Another former pupil, Douglas Hiddleston, from Fortrose, remembers Lavery being treated “viciously” by pupils and staff. One of the few Protestants in the school, Hiddleston says he was also targeted. “Monk A grabbed me by the throat, pinned me up against the wall and called me a Proddy bastard,” he said.
Another pupil, who asked to remain anonymous, said Monk A “was the epitome of nastiness”. The man, who says he was once nearly drowned by fellow pupils while staff watched, also alleges that another monk was guilty of sexually predatory behaviour and tried to “groom” him. “Seediness pervaded the school,” he said.
The culture was similar for an earlier generation, according to some at the school in the 1960s. “I came close to suicide,” said Sean O’Donovan, who says he was bruised for five weeks after a birching. “I just couldn’t see an end to it.I tried using a rope, but it was too thin. It was very painful and, since I was trying to stop the pain, that made me think.”
William Wattie, who attended from 1959 to 1964 and became a headteacher, said: “Institutionalised bullying … I could never work out where the gentle carpenter of Nazareth fitted in.” He questioned “cuddling” by monks at the school’s feeder primary at Carlekemp in North Berwick, which has also been linked to abuse allegations. The Catholic church in Australia accepted abuse had been perpetrated by Father Aidan Duggan, a former teacher at both Carlekemp and Fort Augustus. Duggan died in 2004.

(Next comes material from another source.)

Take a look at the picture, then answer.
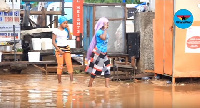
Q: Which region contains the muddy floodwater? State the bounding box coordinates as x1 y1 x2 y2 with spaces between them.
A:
0 74 200 108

Fort Augustus monastery, which belonged to the English Congregation of Benedictines, also closed in 1998. The current Abbot President, Father Richard Yeo of Downside Abbey, admits former pupils have contacted him regarding the school. “I have heard allegations of both physical and sexual abuse which have disturbed me. If anyone comes forward to speak to me about this, I will try to be there for them,” he said.